Я не получал того письма, в котором она говорит о переезде в Эдинбург. Но теперь нашел его. Я не прочел его раньше лишь по своей же глупости. Видишь ли, она отправила его заложенным между страниц своей последней книги, «Из хаоса». Из хаоса. Казалось, это было в точности об Иане. Он пережил окопы и лагерь военнопленных. Оставил своего соперника за решеткой. Вернулся домой — к миру.
С того самого момента, как мы с Ианом встретились в лагере, наше положение было тупиковым. Он понял, что для него не все потеряно: ведь я тоже был в плену; я же осознал, что Элспет будет нелегко: ее муж жив. Однажды я пообещал ей, что, если Иан вернется, я отступлю.
Я и еще несколько ребят задумали побег. Мы подделали бошевскую форму — скроили ее из подкладок курток, полос одеял, простыней. План был прост: надеть ее и выйти через ворота. Дерзко, но тогда я был именно таким. Иан пронюхал о нашем замысле и хотел присоединиться к побегу. Ребята спасли меня от необходимости решать. Они сказали Иану, что для него места в плане не было. Они сказали ему «нет», чтобы этого не пришлось делать мне.

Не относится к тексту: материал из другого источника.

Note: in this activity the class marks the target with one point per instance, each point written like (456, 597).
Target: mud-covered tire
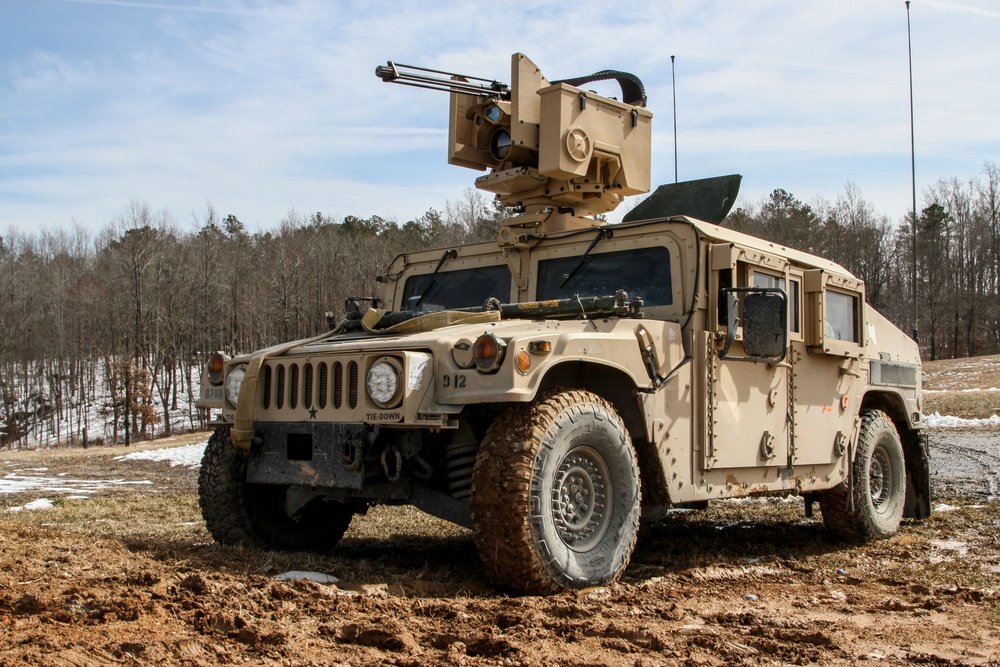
(555, 495)
(879, 485)
(237, 512)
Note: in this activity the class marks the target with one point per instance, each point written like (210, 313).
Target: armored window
(842, 317)
(464, 288)
(791, 291)
(642, 272)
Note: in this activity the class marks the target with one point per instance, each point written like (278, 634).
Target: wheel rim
(880, 479)
(581, 499)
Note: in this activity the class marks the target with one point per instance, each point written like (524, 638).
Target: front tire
(237, 512)
(555, 495)
(878, 489)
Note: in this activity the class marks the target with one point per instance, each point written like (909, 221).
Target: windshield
(465, 288)
(642, 272)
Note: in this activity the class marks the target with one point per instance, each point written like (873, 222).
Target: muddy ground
(129, 576)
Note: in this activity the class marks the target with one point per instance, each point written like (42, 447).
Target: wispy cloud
(260, 107)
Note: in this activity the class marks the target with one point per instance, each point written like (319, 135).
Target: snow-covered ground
(39, 480)
(937, 420)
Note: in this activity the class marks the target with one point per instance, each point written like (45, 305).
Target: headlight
(384, 382)
(216, 364)
(488, 352)
(233, 383)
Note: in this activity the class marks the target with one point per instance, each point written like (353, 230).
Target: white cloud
(262, 107)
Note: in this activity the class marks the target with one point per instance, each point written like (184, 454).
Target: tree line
(118, 325)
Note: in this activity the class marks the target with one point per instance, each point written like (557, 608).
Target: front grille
(290, 385)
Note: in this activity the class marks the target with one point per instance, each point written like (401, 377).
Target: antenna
(913, 175)
(673, 85)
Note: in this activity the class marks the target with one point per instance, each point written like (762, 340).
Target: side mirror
(765, 324)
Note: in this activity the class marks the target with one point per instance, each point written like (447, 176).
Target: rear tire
(879, 485)
(236, 512)
(555, 495)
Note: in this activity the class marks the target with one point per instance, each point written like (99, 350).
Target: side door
(828, 369)
(749, 422)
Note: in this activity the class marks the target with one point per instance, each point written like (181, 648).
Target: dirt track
(129, 576)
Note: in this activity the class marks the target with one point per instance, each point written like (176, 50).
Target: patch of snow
(16, 483)
(936, 420)
(188, 455)
(318, 577)
(40, 504)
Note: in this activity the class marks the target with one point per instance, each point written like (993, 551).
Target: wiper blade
(448, 254)
(602, 233)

Но это казалось неправильным. Как я мог писать Сью и мечтать о новой встрече с ней, когда ее муж все больше замыкался в себе, зная, что для него такой возможности не будет? Он снова сдался. Сидеть и смотреть на это, и знать, что я — причина... Я был на такое не способен.

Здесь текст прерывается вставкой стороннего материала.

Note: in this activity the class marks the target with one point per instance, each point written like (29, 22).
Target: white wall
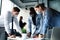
(7, 5)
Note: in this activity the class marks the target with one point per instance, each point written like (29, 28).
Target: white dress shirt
(8, 23)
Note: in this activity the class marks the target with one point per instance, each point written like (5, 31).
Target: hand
(41, 36)
(36, 36)
(29, 34)
(13, 36)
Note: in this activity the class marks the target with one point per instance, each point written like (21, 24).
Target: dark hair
(41, 5)
(16, 9)
(32, 11)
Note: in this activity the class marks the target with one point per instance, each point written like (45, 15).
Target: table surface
(24, 38)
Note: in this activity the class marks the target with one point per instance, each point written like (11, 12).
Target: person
(45, 17)
(33, 23)
(9, 19)
(21, 23)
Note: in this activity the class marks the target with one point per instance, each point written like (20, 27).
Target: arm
(29, 28)
(6, 23)
(17, 26)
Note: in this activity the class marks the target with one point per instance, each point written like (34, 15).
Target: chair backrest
(2, 33)
(55, 33)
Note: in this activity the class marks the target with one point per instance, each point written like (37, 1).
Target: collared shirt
(8, 23)
(41, 23)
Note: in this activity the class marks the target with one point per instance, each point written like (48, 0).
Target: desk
(24, 38)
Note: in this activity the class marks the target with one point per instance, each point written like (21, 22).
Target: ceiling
(26, 3)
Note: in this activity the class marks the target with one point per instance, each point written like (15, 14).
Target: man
(21, 23)
(33, 23)
(45, 16)
(10, 18)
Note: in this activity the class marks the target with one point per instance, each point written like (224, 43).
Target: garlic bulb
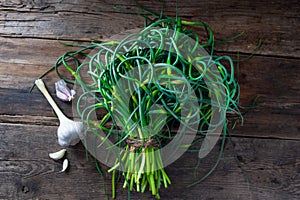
(65, 165)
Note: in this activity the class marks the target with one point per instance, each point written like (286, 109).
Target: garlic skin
(63, 92)
(57, 155)
(69, 131)
(65, 165)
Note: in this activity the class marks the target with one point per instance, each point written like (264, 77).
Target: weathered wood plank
(26, 172)
(277, 26)
(275, 80)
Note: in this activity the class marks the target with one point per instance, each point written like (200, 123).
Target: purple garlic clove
(63, 92)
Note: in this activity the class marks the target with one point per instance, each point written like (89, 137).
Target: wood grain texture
(275, 23)
(27, 171)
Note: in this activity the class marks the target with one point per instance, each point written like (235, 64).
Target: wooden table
(267, 145)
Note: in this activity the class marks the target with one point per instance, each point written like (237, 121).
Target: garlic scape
(65, 165)
(69, 131)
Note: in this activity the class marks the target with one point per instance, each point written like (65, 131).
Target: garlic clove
(57, 155)
(65, 165)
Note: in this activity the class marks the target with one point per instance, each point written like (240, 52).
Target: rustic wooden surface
(267, 145)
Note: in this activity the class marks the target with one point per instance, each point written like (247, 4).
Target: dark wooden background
(267, 145)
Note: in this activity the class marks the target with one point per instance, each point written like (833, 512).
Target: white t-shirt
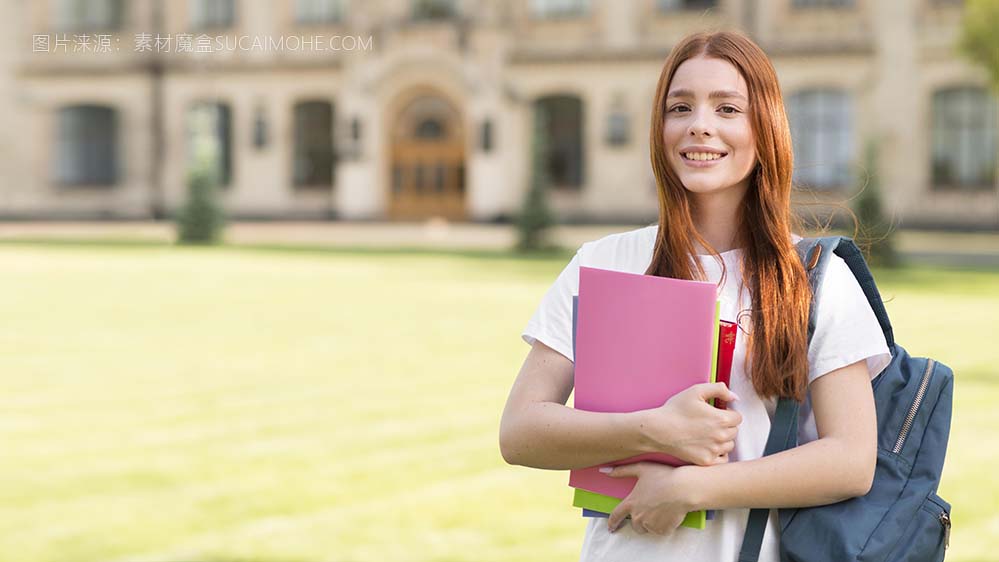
(846, 331)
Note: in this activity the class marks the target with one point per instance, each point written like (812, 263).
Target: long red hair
(777, 358)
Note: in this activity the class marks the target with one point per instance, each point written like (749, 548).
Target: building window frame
(963, 139)
(565, 145)
(210, 137)
(212, 14)
(87, 146)
(313, 150)
(822, 130)
(320, 12)
(89, 15)
(559, 9)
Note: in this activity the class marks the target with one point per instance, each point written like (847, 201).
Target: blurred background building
(401, 110)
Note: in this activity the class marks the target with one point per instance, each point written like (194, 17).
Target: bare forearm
(553, 436)
(821, 472)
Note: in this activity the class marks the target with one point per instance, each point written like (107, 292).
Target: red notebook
(726, 348)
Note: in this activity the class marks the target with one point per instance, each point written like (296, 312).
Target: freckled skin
(721, 123)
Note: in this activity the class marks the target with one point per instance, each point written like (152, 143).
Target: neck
(716, 217)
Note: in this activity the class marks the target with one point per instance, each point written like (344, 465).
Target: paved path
(945, 248)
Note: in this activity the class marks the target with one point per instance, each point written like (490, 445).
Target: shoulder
(624, 251)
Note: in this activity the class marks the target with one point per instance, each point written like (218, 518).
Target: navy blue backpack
(901, 519)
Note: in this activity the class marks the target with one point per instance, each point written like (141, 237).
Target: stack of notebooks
(637, 341)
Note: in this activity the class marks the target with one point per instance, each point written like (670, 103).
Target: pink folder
(640, 339)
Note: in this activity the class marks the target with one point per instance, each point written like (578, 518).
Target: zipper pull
(945, 521)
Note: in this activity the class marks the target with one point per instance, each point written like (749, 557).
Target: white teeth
(702, 156)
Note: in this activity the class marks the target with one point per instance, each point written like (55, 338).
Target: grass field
(168, 404)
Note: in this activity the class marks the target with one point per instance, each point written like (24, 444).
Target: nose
(700, 123)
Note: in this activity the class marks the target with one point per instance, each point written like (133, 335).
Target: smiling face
(708, 136)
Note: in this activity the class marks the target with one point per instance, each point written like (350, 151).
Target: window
(88, 15)
(434, 9)
(964, 138)
(822, 3)
(209, 134)
(545, 9)
(212, 13)
(430, 128)
(674, 5)
(319, 11)
(87, 144)
(563, 157)
(822, 133)
(313, 163)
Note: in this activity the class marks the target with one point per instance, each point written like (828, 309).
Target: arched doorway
(427, 160)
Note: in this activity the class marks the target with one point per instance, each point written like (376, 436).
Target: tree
(877, 234)
(536, 218)
(980, 38)
(201, 219)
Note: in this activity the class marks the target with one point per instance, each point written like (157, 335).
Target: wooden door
(427, 174)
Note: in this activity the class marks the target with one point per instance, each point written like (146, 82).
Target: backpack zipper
(907, 425)
(945, 521)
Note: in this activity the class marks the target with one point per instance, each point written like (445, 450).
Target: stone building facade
(405, 110)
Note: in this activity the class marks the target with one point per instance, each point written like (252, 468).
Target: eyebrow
(712, 95)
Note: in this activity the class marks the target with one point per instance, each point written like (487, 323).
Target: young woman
(722, 157)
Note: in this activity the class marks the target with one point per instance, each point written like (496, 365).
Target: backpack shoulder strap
(815, 254)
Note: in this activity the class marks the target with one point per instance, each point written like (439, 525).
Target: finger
(727, 447)
(623, 471)
(717, 390)
(617, 516)
(732, 418)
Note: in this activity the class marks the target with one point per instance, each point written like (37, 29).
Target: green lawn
(170, 404)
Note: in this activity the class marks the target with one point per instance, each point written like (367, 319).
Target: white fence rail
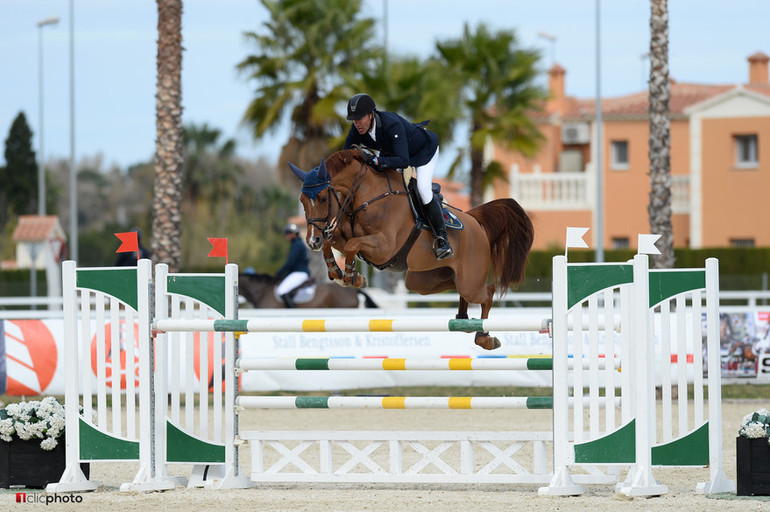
(50, 307)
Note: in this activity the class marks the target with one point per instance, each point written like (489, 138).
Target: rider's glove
(371, 160)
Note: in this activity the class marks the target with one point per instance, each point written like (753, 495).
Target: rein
(332, 224)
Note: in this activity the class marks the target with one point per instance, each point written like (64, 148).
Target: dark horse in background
(258, 289)
(367, 214)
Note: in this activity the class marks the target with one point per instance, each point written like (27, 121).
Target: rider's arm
(351, 139)
(398, 157)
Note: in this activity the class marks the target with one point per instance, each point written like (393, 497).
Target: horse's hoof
(487, 342)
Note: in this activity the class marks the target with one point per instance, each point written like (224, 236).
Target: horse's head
(319, 202)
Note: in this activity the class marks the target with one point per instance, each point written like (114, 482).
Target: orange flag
(129, 242)
(219, 249)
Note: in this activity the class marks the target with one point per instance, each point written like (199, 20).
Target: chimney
(758, 68)
(556, 88)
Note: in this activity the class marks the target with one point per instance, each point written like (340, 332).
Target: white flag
(646, 244)
(575, 238)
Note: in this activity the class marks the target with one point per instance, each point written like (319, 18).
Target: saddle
(398, 261)
(450, 219)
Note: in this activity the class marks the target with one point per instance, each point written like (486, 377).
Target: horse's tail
(510, 233)
(368, 302)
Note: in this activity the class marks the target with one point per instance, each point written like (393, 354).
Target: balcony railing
(539, 191)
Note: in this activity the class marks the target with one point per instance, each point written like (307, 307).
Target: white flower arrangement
(756, 425)
(33, 420)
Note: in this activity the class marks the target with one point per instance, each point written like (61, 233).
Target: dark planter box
(753, 466)
(25, 463)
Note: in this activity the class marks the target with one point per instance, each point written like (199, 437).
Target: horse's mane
(341, 159)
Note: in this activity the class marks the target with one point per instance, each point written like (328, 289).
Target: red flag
(129, 242)
(220, 248)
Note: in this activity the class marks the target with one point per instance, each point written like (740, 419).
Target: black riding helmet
(360, 105)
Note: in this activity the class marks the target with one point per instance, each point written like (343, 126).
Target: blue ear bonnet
(313, 184)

В ночь перед побегом я написал «Жену рыбака» с той концовкой, которую ты прочитала. Я вложил эту историю в письмо, в котором напоминал Элспет о своем обещании — обещании не вставать на пути у Иана. Я оставил письмо и сказку в кармане поддельной формы и подложил ее Иану под подушку.
И я не сомневался в своем поступке до тех пор, пока Иан не добрался до Ская, и Сью не написала, спрашивая, какое мы имели право решать за нее. Я писал ей, о, как много я писал. Писал, пока Иан не попросил меня перестать. Пока он не сказал мне, что ей все равно.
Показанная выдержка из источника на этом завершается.